Normal values for pediatric arm circumference have been established several times in the literature^8,10-12; however, there are no data regarding normal forearm circumference to our knowledge. The values for arm circumference established in the present study are in agreement with those provided previously in the literature.^8,10-12 Similar to arm and forearm length measurements, established values for arm circumference rely on data taken unilaterally; however, unilateral measurements can be applied bilaterally as the present study found no difference between left and right arm circumferences in the pediatric population. Furthermore, the current study provides the first normal values for forearm circumference in the pediatric population. Neu et al⁹ established average values for forearm cross-sectional area in children using unilateral peripheral quantitative computed tomography. Unfortunately, cross-sectional area measurements of the forearm are impractical for clinical purposes as they either require advanced imaging or are calculated on the basis of complicated equations based on forearm circumference and shape. In contrast, the normal values established for forearm circumference in the current study can be used to quickly and easily examine forearm girth clinically.

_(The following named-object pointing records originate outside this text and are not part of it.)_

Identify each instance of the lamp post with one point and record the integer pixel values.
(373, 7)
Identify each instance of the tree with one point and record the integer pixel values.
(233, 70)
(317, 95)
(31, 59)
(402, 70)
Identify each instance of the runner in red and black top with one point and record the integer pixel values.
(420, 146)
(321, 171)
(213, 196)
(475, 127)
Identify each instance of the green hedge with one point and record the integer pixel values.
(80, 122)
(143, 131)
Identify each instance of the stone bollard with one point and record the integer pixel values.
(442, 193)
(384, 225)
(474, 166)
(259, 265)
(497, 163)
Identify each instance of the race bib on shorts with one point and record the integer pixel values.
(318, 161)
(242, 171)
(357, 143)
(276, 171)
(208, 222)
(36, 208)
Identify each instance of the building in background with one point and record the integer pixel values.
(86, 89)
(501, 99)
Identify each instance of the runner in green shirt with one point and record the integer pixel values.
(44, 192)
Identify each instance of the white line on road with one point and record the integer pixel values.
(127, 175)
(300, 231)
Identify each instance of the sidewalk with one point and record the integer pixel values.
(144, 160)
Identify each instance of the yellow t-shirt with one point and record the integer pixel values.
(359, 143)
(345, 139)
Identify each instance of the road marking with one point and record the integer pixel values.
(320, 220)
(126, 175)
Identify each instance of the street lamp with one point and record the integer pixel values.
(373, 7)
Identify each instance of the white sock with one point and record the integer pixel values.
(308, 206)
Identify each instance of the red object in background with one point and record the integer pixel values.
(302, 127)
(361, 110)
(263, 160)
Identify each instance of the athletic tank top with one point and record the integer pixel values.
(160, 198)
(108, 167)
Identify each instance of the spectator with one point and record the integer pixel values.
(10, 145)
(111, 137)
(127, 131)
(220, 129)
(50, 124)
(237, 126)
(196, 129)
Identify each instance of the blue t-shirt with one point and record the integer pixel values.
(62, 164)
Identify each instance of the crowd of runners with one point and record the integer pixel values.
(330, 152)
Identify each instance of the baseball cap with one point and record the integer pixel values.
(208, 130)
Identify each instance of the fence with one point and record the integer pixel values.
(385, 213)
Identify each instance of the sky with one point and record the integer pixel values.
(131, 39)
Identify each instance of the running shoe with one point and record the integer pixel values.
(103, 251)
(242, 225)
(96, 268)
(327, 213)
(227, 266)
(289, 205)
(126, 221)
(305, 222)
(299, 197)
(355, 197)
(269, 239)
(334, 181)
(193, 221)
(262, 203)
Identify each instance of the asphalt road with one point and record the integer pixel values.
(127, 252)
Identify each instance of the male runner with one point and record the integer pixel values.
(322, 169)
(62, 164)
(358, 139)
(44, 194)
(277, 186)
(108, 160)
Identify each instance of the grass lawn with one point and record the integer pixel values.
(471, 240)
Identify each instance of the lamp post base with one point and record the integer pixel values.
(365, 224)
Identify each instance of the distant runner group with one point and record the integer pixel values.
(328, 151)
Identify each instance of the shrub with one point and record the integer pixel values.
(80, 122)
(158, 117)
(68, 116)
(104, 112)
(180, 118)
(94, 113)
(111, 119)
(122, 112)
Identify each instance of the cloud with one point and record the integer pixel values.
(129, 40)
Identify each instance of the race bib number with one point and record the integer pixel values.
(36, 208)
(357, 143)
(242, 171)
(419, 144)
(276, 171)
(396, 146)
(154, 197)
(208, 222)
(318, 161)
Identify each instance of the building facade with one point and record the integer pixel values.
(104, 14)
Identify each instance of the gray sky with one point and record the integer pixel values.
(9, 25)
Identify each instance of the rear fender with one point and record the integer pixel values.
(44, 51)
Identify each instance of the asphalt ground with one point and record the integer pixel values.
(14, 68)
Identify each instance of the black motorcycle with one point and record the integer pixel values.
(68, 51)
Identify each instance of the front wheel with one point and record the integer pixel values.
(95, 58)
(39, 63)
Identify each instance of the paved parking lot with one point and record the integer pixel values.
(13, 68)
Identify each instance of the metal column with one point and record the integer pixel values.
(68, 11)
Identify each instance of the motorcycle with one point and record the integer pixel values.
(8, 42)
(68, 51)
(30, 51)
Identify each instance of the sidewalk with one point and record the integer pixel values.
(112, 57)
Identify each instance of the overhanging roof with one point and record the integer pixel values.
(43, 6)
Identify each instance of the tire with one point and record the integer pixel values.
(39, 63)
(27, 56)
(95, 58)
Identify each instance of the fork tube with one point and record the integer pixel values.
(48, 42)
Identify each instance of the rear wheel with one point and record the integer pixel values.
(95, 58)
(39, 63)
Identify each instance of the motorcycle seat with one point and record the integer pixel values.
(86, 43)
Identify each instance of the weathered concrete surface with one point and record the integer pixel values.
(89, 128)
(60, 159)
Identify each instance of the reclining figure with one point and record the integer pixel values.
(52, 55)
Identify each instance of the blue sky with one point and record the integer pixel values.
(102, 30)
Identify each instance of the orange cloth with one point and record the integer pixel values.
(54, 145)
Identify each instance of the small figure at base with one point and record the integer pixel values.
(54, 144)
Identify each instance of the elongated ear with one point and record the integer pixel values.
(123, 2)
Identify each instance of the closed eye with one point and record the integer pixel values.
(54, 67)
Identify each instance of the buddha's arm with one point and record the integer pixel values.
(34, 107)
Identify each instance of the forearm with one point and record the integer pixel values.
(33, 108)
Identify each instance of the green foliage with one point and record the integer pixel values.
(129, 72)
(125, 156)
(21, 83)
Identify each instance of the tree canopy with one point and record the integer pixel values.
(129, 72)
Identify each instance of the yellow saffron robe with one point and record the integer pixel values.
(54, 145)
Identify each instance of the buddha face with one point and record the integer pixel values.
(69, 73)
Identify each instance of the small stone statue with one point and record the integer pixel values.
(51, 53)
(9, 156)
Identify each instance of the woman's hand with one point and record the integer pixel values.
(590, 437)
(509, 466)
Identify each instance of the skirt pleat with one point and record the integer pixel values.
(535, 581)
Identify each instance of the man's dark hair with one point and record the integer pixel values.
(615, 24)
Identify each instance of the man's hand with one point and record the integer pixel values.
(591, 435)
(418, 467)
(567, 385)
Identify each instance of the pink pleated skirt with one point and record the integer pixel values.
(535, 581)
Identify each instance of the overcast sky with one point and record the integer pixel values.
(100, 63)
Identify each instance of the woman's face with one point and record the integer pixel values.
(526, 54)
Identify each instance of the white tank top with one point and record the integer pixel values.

The equations for the estimation of arm and forearm length and circumference provide more personalized estimates for normal limb size than the normative values previously reported in the literature. For children with a limb length discrepancy, the healthy, unaffected limb can serve as a control for the evaluation of the affected limb; however, in situations where a child presents with bilateral upper extremity hypoplasia or hyperplasia, diagnosis tends to rely on the established values for arm and forearm length and arm circumference.^3-5,13-15 Previously established average values have been based solely on a child’s age and sex.^7-10,16 The data presented in the current study indicate that the calculation of a child’s expected arm and forearm length and circumference relies on more than just age and sex. The determination of a child’s expected arm length was found to be dependent on height, age, and sex. On the contrary, the calculation of a child’s expected arm circumference depends on weight, age, and sex. The determination of a child’s expected forearm length depends on height, weight, and age, but is independent of his or her sex. The current study provides the first normal values for forearm circumference in the pediatric population. It was determined that a child’s expected forearm circumference can be determined solely from his or her weight. It was also found that a child’s expected arm and forearm length depends on more than just his or her age and sex; therefore, when dealing with bilateral upper limb hypoplasia or hypertrophy, the equations provided by the current study can be used to give a more accurate estimate of a child’s expected arm and forearm length and circumference than a comparison with the normal values currently reported in the literature.

The equations for the determination of arm and forearm length and circumference presented here are limited in that they can only be used to determine a child’s expected upper extremity size at his or her current age based on current physical parameters. To predict the adult length of a child’s arm and forearm, Paley et al¹⁷ provided upper extremity multipliers that can be used in combination with a patient’s age and current arm or forearm length. This method can be used to accurately predict the extent of a child’s limb length discrepancy in adulthood.^18,19 Currently, there is no method for predicting the adulthood circumference of a child’s upper extremity.

Arm and forearm length and circumference are the same bilaterally in the pediatric population, and contralateral limbs can be used for comparison of length and circumference of the arm and forearm in cases of unilateral upper extremity abnormality. Moreover, the present study provides several equations for the determination of a child’s expected arm and forearm length and circumference that are not solely dependent on age and sex like the previously established normative values. These equations can be used to determine a child’s expected arm and forearm length and circumference in situations where the use of a healthy, unaffected limb as a control for the evaluation of the affected limb is not possible.